Setting up a Bitbucket Data Center failover instance
Please note: Atlassian do not offer architecture design consulting services and therefore we cannot advise you on what your architecture design should look like for your needs. This article intends to provide some basic guidelines for setting up a failover instance of Bitbucket Data Center. If you require in depth assistance or consultation you can contact our Experts team.
In the event of a full outage of the Active DC you ideally want to seamlessly redirect the existing incoming traffic from users and other dependent services to the Standby DC. Whilst it's possible to achieve this by reconfiguring your DNS records to point to the new instance, there is a brief period governed by your DNS record's TTL where traffic is not guaranteed to be redirected to the new location. In this scenario you may wish to introduce a global load balancer that handles all incoming traffic and directs it to the appropriate Data Center instance. Note that in this scenario, the global load balancer is separate from the individual Data Center load balancers that distribute traffic amongst individual nodes within a single DC instance. An example network diagram might look like this:
Note: This diagram is for illustration purposes only and does not represent a recommended implementation
In replicating your instance to another location there are three primary considerations: the Database, the File System and the Application Installation itself.

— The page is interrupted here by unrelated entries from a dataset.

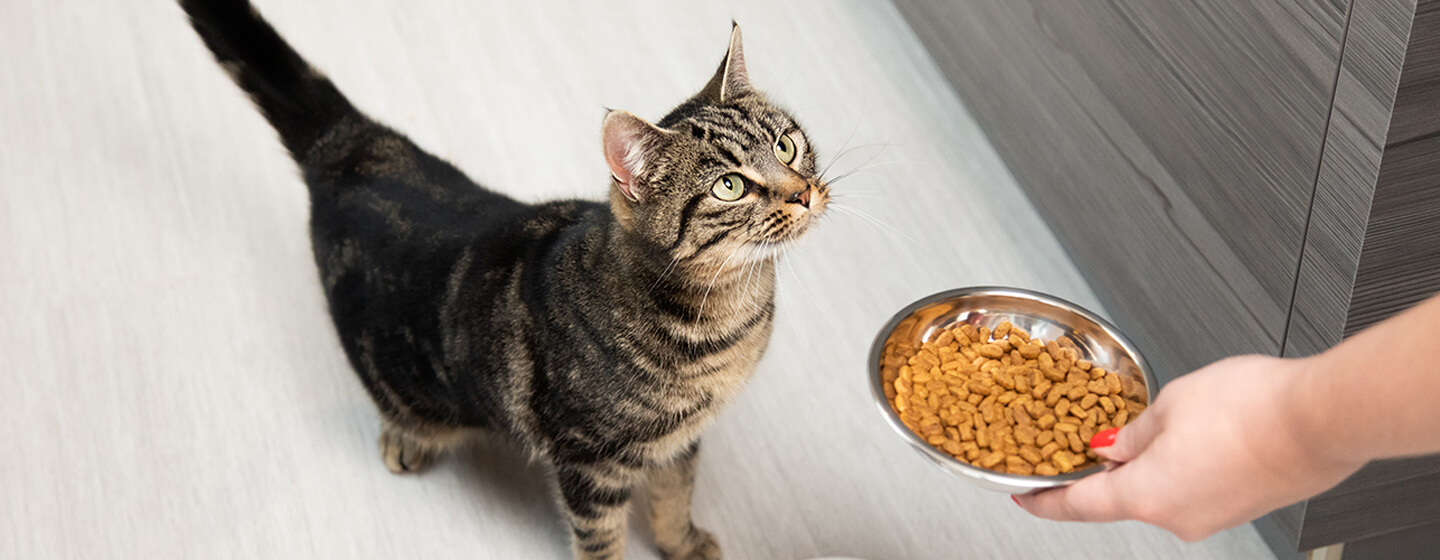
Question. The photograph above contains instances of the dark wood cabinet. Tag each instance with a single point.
(1231, 176)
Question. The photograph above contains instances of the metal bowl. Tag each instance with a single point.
(1038, 314)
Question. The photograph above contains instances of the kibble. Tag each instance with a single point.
(1005, 400)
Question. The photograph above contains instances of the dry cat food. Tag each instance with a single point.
(1004, 400)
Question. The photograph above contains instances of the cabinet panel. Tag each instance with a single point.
(1171, 144)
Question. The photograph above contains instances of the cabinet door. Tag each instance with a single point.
(1172, 144)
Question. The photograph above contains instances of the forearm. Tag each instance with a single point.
(1377, 395)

Please note that Atlassian makes no recommendation for particular tools or solutions to achieve replication across these areas.
You will need to fully replicate your database to the secondary location. You need to ensure that your solution is capable of handling any potential intermittent failures and of self-healing in the event of a temporary connection failure. Both database instances should maintain the exact same version if possible, to ensure against any unknown behaviour across RDBMS versions. All supported database vendors provide their own database replication solutions:
Similarly, you will need to fully replicate the contents of your application's
HOME directory to the replica file system. This mechanism should also be self-healing and/or able to withstand a temporary connection failure.

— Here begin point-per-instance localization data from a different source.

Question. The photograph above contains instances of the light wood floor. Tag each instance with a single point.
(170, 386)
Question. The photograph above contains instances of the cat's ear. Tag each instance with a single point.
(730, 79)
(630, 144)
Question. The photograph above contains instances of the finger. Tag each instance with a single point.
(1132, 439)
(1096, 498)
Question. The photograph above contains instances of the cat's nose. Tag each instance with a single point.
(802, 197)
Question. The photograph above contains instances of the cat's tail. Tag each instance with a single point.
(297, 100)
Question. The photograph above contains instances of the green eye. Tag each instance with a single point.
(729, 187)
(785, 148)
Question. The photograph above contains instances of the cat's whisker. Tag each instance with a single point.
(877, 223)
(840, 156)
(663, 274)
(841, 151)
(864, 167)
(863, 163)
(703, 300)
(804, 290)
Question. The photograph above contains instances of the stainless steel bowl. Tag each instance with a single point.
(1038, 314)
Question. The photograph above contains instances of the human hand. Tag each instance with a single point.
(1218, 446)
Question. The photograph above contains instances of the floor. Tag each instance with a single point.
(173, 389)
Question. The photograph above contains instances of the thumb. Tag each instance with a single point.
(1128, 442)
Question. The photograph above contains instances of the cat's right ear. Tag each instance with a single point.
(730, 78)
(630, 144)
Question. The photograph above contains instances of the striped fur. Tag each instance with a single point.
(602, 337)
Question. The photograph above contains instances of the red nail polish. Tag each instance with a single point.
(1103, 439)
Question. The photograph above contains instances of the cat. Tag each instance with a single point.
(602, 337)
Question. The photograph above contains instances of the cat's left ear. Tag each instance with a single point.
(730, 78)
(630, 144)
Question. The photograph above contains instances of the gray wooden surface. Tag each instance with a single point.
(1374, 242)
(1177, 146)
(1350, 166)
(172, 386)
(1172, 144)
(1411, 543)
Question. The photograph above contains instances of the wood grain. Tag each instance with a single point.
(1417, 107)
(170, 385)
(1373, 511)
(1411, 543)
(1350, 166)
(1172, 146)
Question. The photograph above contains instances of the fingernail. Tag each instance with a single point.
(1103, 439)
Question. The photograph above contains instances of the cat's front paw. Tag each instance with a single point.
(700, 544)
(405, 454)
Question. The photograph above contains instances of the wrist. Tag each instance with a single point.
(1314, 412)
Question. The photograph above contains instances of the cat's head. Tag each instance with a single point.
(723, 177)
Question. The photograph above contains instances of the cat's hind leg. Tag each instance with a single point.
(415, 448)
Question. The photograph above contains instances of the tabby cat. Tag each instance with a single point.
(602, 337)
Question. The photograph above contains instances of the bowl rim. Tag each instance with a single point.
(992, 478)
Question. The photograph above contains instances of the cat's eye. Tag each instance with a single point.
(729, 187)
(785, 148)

The Atlassian applications on the Standby DC nodes should be kept up to date with the Active DC version. Scheduled maintenance to perform upgrades on the Active DC should always include steps to perform the same upgrade on the Standby DC nodes. Note that once again, the applications should not be started on the standby DC.

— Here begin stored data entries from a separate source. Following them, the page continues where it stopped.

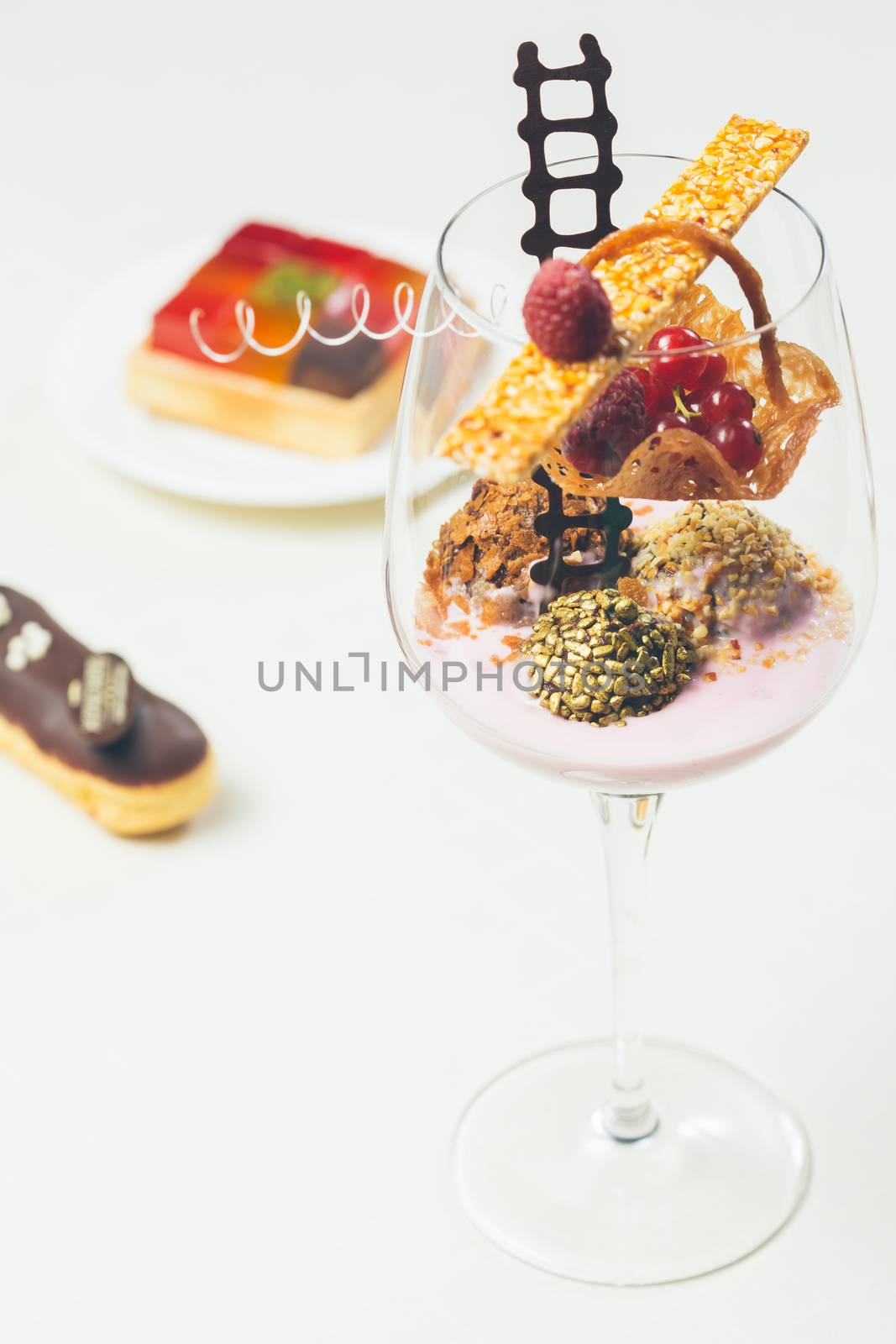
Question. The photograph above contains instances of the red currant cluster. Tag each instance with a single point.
(684, 390)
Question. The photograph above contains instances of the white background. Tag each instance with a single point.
(231, 1061)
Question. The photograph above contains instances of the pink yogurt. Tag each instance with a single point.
(712, 726)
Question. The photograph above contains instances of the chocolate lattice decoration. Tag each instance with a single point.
(539, 185)
(611, 523)
(540, 241)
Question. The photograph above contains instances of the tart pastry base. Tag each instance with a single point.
(253, 407)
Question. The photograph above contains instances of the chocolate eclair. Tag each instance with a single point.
(130, 759)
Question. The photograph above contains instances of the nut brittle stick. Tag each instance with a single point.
(526, 412)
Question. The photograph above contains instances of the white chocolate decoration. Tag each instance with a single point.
(31, 644)
(16, 655)
(36, 640)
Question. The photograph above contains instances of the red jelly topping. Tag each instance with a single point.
(268, 266)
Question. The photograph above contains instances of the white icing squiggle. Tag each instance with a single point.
(403, 302)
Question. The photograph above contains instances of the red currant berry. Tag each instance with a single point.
(739, 444)
(696, 423)
(731, 401)
(678, 369)
(658, 396)
(669, 421)
(712, 374)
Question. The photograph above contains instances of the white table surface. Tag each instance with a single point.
(231, 1061)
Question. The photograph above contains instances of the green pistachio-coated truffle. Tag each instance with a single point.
(600, 658)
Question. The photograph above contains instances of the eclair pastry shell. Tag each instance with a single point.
(125, 810)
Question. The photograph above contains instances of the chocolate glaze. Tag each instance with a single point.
(161, 745)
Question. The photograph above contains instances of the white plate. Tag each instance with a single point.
(89, 394)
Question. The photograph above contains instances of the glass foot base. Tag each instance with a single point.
(537, 1173)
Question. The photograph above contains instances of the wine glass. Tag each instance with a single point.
(625, 1160)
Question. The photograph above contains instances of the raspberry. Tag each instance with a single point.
(604, 437)
(567, 312)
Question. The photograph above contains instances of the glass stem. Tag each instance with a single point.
(626, 823)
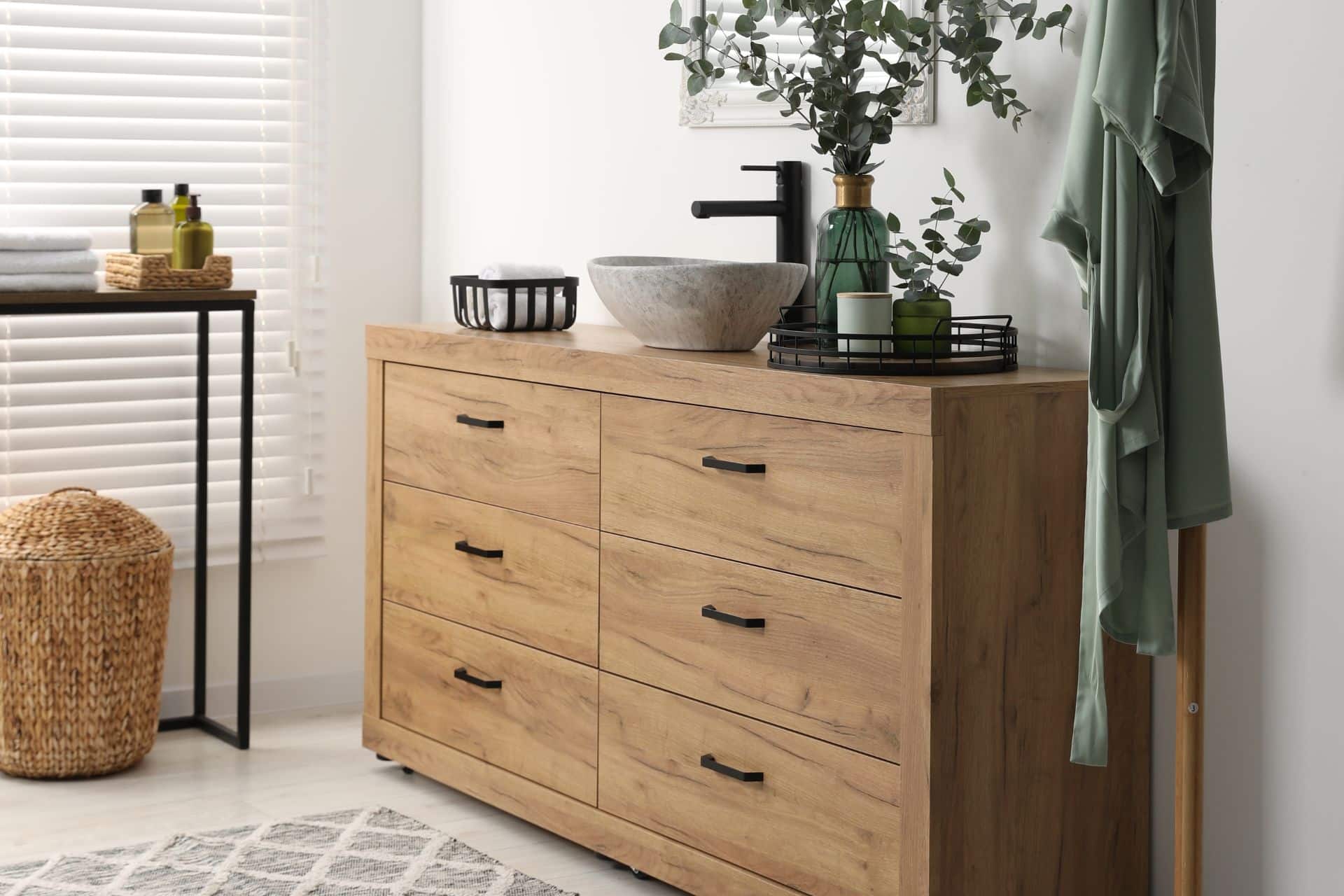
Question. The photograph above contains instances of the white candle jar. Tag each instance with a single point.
(863, 314)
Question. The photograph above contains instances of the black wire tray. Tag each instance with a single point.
(974, 344)
(528, 305)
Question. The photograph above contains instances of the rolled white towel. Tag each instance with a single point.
(61, 261)
(49, 282)
(498, 298)
(45, 238)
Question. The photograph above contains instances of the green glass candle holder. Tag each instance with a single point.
(920, 317)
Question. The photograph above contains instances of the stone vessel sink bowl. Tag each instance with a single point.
(692, 302)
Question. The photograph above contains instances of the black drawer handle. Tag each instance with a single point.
(710, 613)
(463, 675)
(467, 547)
(707, 762)
(715, 464)
(476, 421)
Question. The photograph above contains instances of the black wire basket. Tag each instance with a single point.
(514, 305)
(979, 344)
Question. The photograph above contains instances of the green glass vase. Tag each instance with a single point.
(851, 248)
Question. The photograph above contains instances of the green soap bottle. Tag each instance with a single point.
(181, 202)
(192, 239)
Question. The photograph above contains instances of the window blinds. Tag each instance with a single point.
(105, 97)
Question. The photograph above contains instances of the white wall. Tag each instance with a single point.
(308, 615)
(575, 153)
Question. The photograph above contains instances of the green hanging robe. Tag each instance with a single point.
(1135, 214)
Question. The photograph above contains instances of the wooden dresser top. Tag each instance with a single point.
(609, 359)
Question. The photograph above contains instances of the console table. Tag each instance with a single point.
(203, 304)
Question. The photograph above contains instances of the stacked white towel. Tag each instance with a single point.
(498, 298)
(49, 260)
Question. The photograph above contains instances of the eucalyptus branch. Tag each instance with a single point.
(916, 266)
(847, 120)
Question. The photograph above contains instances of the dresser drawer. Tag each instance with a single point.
(815, 657)
(542, 589)
(538, 716)
(823, 820)
(515, 445)
(825, 505)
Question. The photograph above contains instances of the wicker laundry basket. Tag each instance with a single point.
(85, 584)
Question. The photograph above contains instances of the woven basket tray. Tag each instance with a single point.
(127, 270)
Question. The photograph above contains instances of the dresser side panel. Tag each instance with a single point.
(1004, 660)
(374, 545)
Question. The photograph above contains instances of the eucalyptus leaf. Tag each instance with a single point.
(824, 88)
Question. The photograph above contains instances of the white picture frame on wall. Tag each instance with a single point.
(732, 104)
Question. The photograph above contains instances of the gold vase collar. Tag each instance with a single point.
(854, 191)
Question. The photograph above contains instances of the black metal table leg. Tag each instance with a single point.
(245, 473)
(198, 687)
(241, 736)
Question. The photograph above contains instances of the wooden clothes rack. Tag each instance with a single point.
(1190, 722)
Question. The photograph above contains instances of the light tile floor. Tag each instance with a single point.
(300, 763)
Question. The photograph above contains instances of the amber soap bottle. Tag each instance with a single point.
(151, 225)
(192, 239)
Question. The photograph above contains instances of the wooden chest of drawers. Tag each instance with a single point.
(752, 631)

Any configuration files located in the installation directories that manage the configuration of the JVM environment, Tomcat, etc. should also be kept in sync across the Active and Standby DC.
Depending on the version of Bitbucket Server in use, there are some specific considerations you should make to determine your architectural needs
- Bitbucket Server 4.3 introduces Smart Mirroring for customers with a Data Center license. This feature allows you to provision mirror instances that can be located in different geographic reasons to enable faster downstream fetching for geographically distributed teams and is also a great solution for CI systems to reduce the load on your primary instance. A mirror instance can potentially fail over from the active DC to the standby DC invisibly, for instance if you have a global load balancer set up or some other mechanism whereby the Smart Mirror can continue to reach the Standby DC via the same routes.
- Bitbucket Server 4.6 introduces Code Search. In a Data Center configuration, it would be necessary to install and configure a remote Elasticsearch instance to make use of this feature, as the built-in Elasticsearch instance is not suitable for a multi-node DC deployment. This is something for you to keep in mind as it impacts your requirements in setting up a secondary standby DC instance, and is another system you would need to investigate a replication scenario for. Note that if you choose not to replicate the Elasticsearch instance, code search would be initially unavailable during a failover event whilst the index was rebuilt and could take a number of minutes or hours to completely reindex all of your repositories.